There are calls for the head of the Toronto Police Services board to resign after he posted about ongoing anti-police protests in New York City on Facebook.
Alok Mukherjee, the chair of the police services board, shared a Facebook post from the group Occupy Wall St. with the caption "I can't breathe."
"I can't breathe" were the final words of Eric Garner, a man who died while New York City police were applying a choke hold to him this past summer.
Those same words have now been adopted by protesters demonstrating against a decision by a grand jury in New York not to indict the officer who applied the choke hold.
The police union are saying the since-deleted post is enough to call for the resignation of the Mukherjee.
The post was accompanied by a composite image altered with text to display the following:
- An image of ISIS, with the caption "Americans killed by ISIS: 3"
- An image of a strand of the Ebola virus, with the caption "Americans killed by Ebola: 2"
- An image of a protest, with the caption "Americans killed by police: 500+ every year"
The union representing the Toronto police say the post "crossed the line."
"His lack of objectivity indicates he is no longer fit to sit on a police oversight body," said union representative Mike McCormack. "His sharing of this poster is clearly unprofessional, clearly unethical and clearly seeks to undermine the very people he is paid to oversee."
McCormack has vowed to file a complaint against Mukherjee to premier Kathleen Wynne and mayor John Tory.

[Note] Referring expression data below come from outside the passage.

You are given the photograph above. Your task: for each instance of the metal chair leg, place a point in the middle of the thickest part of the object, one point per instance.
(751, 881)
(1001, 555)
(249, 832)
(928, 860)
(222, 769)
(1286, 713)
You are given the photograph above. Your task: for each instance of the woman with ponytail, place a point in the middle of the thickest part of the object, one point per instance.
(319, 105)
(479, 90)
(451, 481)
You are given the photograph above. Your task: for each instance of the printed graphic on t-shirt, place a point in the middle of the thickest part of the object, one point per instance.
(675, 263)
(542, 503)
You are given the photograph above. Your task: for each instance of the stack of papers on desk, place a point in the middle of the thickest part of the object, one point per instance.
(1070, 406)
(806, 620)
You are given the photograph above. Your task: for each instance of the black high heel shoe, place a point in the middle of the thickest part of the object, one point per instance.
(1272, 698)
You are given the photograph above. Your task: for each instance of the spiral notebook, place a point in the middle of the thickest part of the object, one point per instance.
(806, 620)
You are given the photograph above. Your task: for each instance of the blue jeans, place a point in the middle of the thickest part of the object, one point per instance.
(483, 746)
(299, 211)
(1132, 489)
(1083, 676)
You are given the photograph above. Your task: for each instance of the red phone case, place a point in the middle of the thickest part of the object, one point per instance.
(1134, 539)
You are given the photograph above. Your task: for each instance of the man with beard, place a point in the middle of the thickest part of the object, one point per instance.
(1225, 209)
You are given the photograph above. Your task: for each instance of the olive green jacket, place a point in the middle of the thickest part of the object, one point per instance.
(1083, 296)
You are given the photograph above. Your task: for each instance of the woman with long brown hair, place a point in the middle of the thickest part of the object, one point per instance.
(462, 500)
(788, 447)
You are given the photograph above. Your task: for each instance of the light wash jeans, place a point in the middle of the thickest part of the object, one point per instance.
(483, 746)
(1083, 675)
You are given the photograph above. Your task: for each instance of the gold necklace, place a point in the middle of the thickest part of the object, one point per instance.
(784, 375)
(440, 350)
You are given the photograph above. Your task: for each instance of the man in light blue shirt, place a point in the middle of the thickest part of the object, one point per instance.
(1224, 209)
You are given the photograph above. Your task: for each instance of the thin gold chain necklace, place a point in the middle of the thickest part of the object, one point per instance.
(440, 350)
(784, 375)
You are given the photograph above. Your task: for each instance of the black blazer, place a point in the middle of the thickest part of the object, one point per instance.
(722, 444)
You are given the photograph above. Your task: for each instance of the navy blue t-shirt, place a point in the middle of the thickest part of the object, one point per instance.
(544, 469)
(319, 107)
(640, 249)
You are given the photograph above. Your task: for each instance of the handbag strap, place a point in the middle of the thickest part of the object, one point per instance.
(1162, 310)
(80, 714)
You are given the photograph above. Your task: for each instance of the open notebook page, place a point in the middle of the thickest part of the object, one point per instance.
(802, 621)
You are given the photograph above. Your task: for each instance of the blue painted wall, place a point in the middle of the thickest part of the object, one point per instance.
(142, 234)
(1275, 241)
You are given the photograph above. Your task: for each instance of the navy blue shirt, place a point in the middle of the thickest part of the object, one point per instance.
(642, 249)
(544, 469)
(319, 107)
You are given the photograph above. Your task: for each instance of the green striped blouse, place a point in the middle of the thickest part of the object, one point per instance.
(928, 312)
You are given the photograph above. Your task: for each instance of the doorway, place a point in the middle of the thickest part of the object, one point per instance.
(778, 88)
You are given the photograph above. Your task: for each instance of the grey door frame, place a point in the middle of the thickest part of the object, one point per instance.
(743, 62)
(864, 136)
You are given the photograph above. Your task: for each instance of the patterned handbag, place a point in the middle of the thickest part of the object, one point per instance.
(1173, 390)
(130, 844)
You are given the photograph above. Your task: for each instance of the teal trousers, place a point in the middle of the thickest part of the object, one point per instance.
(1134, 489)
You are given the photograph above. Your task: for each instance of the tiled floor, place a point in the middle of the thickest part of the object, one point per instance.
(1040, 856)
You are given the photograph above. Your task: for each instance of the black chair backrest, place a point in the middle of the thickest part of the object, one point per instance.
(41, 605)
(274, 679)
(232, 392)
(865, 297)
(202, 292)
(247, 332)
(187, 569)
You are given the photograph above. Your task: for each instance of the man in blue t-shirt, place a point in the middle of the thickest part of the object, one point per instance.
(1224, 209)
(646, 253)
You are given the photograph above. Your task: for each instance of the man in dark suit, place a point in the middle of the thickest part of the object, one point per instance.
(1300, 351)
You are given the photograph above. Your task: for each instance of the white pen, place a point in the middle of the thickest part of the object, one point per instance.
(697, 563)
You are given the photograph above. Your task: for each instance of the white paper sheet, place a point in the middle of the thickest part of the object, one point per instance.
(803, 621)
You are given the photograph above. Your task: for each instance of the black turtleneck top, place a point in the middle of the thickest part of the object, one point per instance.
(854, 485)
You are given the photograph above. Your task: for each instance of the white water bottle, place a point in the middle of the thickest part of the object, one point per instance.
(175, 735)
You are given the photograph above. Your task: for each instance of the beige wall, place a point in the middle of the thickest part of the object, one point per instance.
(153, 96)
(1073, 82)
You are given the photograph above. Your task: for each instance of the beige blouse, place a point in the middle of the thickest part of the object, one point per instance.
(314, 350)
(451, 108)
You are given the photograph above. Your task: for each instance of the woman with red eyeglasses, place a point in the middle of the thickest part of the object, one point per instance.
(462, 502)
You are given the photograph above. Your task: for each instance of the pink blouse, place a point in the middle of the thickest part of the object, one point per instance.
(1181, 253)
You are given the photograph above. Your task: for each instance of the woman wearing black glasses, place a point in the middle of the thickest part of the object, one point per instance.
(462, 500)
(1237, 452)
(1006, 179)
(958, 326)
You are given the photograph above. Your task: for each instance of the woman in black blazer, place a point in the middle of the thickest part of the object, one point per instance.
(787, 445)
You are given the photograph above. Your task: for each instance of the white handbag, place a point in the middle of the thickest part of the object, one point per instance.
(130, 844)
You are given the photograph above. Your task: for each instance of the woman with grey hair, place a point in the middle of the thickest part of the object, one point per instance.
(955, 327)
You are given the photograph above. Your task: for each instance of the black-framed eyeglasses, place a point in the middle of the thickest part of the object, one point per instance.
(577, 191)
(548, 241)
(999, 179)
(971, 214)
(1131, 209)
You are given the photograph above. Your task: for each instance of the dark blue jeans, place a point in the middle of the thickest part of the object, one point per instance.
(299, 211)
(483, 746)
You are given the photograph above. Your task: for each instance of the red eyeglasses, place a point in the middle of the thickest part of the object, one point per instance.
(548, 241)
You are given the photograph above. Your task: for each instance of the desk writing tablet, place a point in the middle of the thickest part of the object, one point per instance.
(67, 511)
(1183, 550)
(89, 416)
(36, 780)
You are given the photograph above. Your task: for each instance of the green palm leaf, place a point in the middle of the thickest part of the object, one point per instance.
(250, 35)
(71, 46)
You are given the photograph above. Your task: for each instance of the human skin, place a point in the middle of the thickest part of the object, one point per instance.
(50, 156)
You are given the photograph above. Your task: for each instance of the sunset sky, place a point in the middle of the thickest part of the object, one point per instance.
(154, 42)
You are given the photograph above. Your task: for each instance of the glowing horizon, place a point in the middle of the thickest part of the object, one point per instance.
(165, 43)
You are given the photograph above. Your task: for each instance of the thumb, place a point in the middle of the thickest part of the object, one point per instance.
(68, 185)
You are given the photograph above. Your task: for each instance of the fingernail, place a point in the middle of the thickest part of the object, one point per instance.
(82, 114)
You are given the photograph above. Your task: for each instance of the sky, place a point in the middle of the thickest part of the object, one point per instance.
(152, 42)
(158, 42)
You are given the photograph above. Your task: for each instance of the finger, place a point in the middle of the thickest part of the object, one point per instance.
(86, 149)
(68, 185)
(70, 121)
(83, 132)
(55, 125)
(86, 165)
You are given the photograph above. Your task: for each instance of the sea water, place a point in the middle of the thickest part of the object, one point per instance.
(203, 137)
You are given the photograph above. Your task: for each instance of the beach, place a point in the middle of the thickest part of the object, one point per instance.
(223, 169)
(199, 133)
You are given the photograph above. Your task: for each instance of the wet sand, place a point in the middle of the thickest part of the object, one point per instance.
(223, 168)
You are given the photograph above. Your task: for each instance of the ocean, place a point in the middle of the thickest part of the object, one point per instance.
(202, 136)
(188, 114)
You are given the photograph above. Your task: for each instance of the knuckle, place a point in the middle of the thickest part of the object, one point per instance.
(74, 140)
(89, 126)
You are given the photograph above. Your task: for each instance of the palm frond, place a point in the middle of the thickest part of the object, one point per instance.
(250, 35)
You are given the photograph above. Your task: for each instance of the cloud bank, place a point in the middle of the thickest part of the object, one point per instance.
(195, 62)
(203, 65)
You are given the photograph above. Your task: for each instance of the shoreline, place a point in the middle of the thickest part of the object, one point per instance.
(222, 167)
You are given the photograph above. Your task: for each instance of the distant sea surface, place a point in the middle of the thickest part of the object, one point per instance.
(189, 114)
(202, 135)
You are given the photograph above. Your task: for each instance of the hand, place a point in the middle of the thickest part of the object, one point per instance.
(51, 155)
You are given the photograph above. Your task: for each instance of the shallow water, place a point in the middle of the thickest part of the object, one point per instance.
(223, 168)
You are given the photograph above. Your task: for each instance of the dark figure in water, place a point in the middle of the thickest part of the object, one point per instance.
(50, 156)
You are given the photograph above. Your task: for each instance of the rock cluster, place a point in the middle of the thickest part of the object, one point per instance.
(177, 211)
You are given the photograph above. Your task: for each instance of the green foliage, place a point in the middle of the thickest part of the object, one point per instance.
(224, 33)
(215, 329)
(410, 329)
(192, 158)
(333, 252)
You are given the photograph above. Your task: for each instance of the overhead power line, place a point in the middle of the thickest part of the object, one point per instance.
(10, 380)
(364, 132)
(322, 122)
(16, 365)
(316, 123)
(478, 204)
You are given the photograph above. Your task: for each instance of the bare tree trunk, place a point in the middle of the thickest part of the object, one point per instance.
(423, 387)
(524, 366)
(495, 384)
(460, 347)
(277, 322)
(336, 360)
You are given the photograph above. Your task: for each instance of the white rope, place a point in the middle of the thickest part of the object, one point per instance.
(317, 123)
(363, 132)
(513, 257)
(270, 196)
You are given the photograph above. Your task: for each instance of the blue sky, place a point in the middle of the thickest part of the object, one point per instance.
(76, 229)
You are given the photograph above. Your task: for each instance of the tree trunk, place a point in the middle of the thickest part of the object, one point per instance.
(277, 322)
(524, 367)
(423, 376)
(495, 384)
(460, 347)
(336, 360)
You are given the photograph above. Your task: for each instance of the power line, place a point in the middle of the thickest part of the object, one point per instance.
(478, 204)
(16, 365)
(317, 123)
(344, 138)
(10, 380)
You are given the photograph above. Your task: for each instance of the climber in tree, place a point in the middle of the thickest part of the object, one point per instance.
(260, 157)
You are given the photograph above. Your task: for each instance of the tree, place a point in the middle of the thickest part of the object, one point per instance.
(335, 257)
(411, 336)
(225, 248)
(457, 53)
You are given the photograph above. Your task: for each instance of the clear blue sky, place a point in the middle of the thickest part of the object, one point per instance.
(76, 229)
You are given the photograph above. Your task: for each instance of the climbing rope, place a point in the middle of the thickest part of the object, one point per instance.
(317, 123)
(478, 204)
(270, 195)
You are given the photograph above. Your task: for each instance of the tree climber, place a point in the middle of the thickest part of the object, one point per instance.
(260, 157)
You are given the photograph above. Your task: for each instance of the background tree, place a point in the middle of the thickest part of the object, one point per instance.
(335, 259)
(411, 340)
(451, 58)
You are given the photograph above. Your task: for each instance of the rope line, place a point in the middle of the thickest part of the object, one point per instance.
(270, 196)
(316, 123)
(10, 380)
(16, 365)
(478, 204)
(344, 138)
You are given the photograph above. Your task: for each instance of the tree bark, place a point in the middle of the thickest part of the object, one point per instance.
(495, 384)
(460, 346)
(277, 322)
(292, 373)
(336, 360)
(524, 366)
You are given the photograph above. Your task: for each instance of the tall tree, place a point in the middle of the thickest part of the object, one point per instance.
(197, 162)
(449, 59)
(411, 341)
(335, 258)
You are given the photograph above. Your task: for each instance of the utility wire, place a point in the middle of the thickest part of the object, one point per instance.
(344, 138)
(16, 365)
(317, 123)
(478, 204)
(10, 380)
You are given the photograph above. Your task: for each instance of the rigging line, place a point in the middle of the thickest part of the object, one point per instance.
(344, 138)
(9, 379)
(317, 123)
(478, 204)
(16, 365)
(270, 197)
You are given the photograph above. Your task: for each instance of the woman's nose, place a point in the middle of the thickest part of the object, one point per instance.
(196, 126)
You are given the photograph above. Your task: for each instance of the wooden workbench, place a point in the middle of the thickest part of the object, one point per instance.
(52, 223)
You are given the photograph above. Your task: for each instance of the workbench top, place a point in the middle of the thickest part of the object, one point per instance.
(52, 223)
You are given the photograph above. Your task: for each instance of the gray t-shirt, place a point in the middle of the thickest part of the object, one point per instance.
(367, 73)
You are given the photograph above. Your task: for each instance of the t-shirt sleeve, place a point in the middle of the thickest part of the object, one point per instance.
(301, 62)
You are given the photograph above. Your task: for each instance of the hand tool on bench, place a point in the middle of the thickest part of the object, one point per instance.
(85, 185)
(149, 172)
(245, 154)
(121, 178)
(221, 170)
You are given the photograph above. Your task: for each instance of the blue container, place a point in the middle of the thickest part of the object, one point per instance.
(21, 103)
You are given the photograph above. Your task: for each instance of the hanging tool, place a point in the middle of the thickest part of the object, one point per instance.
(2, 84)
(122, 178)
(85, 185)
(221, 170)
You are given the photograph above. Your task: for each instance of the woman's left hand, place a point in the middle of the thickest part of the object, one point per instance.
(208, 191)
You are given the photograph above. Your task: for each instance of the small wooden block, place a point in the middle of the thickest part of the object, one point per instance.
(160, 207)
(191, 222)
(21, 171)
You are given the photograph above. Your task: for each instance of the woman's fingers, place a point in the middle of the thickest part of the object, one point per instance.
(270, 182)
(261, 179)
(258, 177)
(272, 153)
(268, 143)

Mukherjee is appointed to the board by the province.
Mukherjee said, in a written statement, that the post was "intended to encourage conversation and reflection."
"Let me say that I very much regret the reaction caused by the posting," he said in the statement. "The share was not meant as an endorsement of any views contained."
This is not the first time Mukherjee has been at odds with members of the Toronto police.
He has clashed with police chief Bill Blair and the union over budget figures and racial profiling. Mukherjee and police representatives have been both been very public in their disputes in recent months.
At least one councillor, Ward 26's Jon Burnside, has weighed in on the Facebook posting. "I've always believed that a picture is worth a thousand words and it’s very regretful to see Mr. Mukherjee’s actions in this regard," said the rookie councillor.
"It’s way out of step for him to do what he did and I believe he owes the members of the Toronto Police Service, and the people of Toronto, an apology."
In his statement, Mukherjee said the image was "not intended to be a negative commentary in any way on members of our police service or on our practices."